The wall to the right of the entry is the pocket door. Here there was a tub before and we just converted the tub to a shower. With a linear shower drain from Quick Drain USA.
05-28-2011, 09:13 AM
A typical pocket door is strapped with 1"x5" strapping most times. Adding 1/2" cement board is not going to help much if any in the flex. Adding 1/2" angle iron is a whole other story.
We installed two lengths of 1/2" angle iron and then taped them in place with mesh tape and thin set. To install the angle iron we pre drilled holes through the metal and used 5/8" pan head screws to secure the angle iron. The screws where set at 4" centers all the way up. For good luck we used a little construction adhesive as well.
Before the process started the pocket jamb was secured level and these braces left in place until the grouting of the tile was complete. The wall will be further stiffened with the glass panel and once installed against the pocket door wall and curb top will make this wall incredible strong.

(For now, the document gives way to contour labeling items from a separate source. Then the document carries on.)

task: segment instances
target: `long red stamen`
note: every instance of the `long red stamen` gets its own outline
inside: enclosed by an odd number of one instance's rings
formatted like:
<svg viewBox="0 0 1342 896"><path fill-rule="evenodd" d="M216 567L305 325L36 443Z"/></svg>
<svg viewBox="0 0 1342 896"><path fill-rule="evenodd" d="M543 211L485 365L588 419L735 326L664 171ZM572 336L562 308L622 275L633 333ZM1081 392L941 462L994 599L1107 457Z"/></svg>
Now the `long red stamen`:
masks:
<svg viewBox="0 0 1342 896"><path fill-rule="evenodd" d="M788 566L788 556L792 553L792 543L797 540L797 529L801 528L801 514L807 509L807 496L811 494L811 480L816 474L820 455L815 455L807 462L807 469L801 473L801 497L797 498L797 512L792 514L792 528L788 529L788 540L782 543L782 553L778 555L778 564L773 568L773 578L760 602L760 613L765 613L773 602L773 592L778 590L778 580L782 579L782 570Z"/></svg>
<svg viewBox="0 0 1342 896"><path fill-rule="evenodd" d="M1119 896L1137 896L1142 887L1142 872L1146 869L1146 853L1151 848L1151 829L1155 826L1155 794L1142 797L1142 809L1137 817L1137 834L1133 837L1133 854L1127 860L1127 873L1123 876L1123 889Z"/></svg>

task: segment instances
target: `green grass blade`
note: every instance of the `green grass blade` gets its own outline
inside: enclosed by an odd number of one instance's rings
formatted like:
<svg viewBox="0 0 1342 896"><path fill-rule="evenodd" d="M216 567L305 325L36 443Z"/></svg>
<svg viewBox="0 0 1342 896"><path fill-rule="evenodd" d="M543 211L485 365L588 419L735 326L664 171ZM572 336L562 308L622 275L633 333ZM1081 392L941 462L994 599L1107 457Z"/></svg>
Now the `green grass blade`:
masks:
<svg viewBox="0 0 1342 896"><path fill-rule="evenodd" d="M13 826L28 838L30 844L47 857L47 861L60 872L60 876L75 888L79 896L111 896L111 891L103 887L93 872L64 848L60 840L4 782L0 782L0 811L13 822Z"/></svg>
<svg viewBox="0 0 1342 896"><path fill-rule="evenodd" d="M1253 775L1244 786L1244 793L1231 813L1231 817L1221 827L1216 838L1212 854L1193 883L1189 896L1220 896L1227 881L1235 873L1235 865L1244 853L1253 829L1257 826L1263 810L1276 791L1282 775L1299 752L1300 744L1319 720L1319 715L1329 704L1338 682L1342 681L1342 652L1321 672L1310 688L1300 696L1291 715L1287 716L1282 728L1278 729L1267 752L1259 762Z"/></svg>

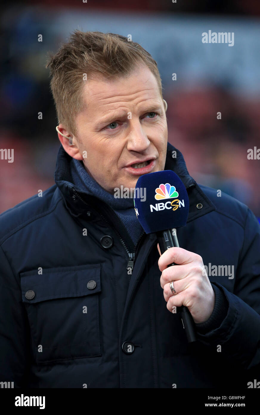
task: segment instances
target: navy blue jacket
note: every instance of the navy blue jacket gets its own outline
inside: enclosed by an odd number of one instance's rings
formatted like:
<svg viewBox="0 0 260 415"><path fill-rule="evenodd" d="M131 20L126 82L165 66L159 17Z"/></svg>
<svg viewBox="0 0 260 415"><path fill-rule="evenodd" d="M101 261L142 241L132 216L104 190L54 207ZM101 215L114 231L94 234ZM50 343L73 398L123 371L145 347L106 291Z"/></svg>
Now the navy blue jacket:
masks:
<svg viewBox="0 0 260 415"><path fill-rule="evenodd" d="M213 313L188 344L180 315L166 308L155 235L144 232L134 246L98 195L75 188L71 161L61 147L56 184L0 215L0 381L242 388L260 381L260 227L252 212L198 185L168 143L165 169L190 200L180 246L207 266L234 267L233 278L209 276Z"/></svg>

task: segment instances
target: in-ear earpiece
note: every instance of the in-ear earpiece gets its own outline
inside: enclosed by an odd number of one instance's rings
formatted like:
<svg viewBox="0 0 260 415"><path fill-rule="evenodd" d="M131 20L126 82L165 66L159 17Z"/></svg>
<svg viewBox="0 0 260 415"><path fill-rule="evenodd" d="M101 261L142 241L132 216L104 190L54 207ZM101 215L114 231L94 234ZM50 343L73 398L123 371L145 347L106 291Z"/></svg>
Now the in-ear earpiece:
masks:
<svg viewBox="0 0 260 415"><path fill-rule="evenodd" d="M71 138L71 137L68 137L68 136L67 136L67 135L64 135L64 134L63 134L62 132L61 132L59 130L58 128L58 126L57 125L57 127L56 127L56 131L58 132L61 134L61 135L62 135L62 136L63 136L63 137L65 137L65 138L67 138L68 139L68 145L69 145L69 146L74 146L74 144L73 144L73 140Z"/></svg>

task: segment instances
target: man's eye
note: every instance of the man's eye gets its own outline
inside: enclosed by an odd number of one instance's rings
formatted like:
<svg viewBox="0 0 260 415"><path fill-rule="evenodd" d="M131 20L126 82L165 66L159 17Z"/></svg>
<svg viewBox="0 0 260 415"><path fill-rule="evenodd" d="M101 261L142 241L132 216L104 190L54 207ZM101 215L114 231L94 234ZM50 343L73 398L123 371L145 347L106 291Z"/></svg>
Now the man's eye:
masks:
<svg viewBox="0 0 260 415"><path fill-rule="evenodd" d="M150 116L150 115L151 115L151 114L152 115L152 117L150 117L149 116L149 118L154 118L156 116L156 112L148 112L148 114L147 114L147 115Z"/></svg>
<svg viewBox="0 0 260 415"><path fill-rule="evenodd" d="M114 122L111 122L110 124L109 124L108 125L107 125L105 128L107 128L107 127L111 127L111 128L109 128L108 129L114 129L115 128L117 128L117 126L115 124L117 124L117 123L116 121L114 121Z"/></svg>

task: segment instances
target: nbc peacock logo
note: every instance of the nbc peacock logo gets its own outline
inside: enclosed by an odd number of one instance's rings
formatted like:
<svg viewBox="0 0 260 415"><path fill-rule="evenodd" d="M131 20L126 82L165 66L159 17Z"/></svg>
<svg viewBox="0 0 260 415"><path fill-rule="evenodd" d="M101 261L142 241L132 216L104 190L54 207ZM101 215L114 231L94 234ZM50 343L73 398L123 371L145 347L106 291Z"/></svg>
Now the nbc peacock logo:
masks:
<svg viewBox="0 0 260 415"><path fill-rule="evenodd" d="M154 196L157 200L161 199L170 199L172 198L177 198L179 193L176 191L175 186L171 186L169 183L160 184L159 187L156 189L156 195Z"/></svg>
<svg viewBox="0 0 260 415"><path fill-rule="evenodd" d="M176 210L182 206L184 207L184 200L180 200L178 198L179 193L177 192L175 186L170 185L170 183L165 183L165 184L161 183L157 189L156 189L154 198L157 200L161 200L164 199L171 199L171 200L168 200L164 203L156 203L155 206L150 205L151 212L155 211L163 210L164 209L172 209Z"/></svg>

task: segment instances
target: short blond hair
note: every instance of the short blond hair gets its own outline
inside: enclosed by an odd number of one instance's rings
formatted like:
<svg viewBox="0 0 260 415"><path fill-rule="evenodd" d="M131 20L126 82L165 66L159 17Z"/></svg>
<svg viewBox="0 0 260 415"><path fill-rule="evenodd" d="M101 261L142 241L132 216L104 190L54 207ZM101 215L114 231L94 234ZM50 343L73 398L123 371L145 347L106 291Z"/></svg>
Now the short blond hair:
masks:
<svg viewBox="0 0 260 415"><path fill-rule="evenodd" d="M161 79L157 64L138 43L115 33L76 30L55 54L50 53L46 68L50 69L51 88L58 124L77 135L75 118L85 107L83 74L106 78L127 76L142 65L155 76L162 98Z"/></svg>

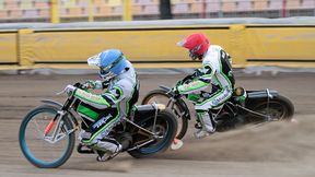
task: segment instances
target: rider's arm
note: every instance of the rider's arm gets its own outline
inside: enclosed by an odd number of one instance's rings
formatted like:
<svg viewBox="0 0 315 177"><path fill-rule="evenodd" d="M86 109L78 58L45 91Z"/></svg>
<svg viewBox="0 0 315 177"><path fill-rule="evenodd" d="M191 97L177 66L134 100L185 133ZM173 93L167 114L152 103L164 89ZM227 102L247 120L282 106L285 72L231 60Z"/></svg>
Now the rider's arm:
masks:
<svg viewBox="0 0 315 177"><path fill-rule="evenodd" d="M89 80L83 84L83 87L85 87L86 90L104 90L108 86L108 81Z"/></svg>
<svg viewBox="0 0 315 177"><path fill-rule="evenodd" d="M74 93L74 96L81 102L92 105L98 109L105 109L118 104L126 97L126 95L128 95L128 91L126 91L125 86L121 85L116 85L107 90L102 95L92 94L81 88L78 88Z"/></svg>

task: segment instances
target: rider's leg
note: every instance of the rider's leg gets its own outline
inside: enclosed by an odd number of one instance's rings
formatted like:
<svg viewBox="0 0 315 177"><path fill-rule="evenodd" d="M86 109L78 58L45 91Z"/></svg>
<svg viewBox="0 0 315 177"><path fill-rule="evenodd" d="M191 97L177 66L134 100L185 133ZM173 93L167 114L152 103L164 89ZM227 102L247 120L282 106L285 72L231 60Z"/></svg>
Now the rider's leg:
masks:
<svg viewBox="0 0 315 177"><path fill-rule="evenodd" d="M226 102L232 95L232 91L224 88L212 94L208 99L196 103L195 109L197 111L197 118L200 121L201 129L195 133L196 138L203 138L215 131L215 121L212 114L209 114L209 109L215 108Z"/></svg>

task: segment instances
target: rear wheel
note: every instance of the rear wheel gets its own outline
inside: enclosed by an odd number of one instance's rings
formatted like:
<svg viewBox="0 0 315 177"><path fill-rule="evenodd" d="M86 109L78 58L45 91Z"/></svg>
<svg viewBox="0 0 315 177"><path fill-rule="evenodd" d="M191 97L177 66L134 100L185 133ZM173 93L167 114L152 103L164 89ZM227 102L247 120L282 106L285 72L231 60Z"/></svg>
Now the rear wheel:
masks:
<svg viewBox="0 0 315 177"><path fill-rule="evenodd" d="M253 106L254 111L261 113L270 117L270 120L290 121L294 114L293 104L284 96L277 96L273 99L262 101ZM258 118L252 117L249 121L259 121Z"/></svg>
<svg viewBox="0 0 315 177"><path fill-rule="evenodd" d="M57 119L50 131L46 135L44 133L57 111L52 106L37 107L25 116L20 127L21 150L28 162L40 168L56 168L62 165L74 148L75 137L71 132L73 126L67 116L60 121ZM57 134L56 141L52 140L54 131Z"/></svg>
<svg viewBox="0 0 315 177"><path fill-rule="evenodd" d="M141 105L156 103L156 104L163 104L165 106L168 105L168 108L171 108L170 107L170 103L171 103L170 98L171 97L166 94L166 91L153 90L144 96ZM186 134L187 128L188 128L188 119L185 118L183 115L183 113L185 113L185 110L177 102L174 104L174 107L171 109L173 110L173 113L176 116L176 121L177 121L177 127L178 127L178 130L176 132L176 139L183 139L184 135Z"/></svg>
<svg viewBox="0 0 315 177"><path fill-rule="evenodd" d="M172 111L168 109L161 110L158 114L154 130L154 116L144 118L140 120L137 125L151 132L155 132L159 138L153 138L148 132L139 129L136 135L133 135L133 145L137 146L145 144L148 142L149 143L139 149L128 152L131 156L136 158L147 157L165 151L172 144L177 130L176 119Z"/></svg>

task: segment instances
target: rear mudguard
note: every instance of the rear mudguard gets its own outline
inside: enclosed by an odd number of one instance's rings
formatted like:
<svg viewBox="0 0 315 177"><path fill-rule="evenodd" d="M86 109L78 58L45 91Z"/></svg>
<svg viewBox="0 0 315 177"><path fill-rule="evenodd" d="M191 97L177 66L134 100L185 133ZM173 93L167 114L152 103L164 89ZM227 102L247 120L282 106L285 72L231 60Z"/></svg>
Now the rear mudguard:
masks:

You can see in this picture that the builder had the back side of the pocket door clad entirely with plywood. But still the wall had lots of flex.
I built the bottom 6" of my pans with 1/4" cement board - but this is a whole different thread...
One of two strips of 1/2" angle iron we attached to the plywood. Careful no fasteners stick through and into the pocket door cavity!
We installed two strips of 1/2" angle iron and then the 1/2" cement board. If you look close you will see I used metal stud framing as braces to pin the pocket jamb opening level and true.
This approach worked very well. Hope it helps.
11-14-2013, 06:36 AM
Thanks for the email Ed.
Sorry - not sure what happened to the photo's. I scanned for the orginals but could only find these few for you.
We further improved the stiffness of the wall with the fixed pane of glass. The brace on the pocket door opening left there until after tile and after glass installation.
The angle iron offers up only a fraction more strength.
Hope this helps.
Let me know if you need anything else Ed.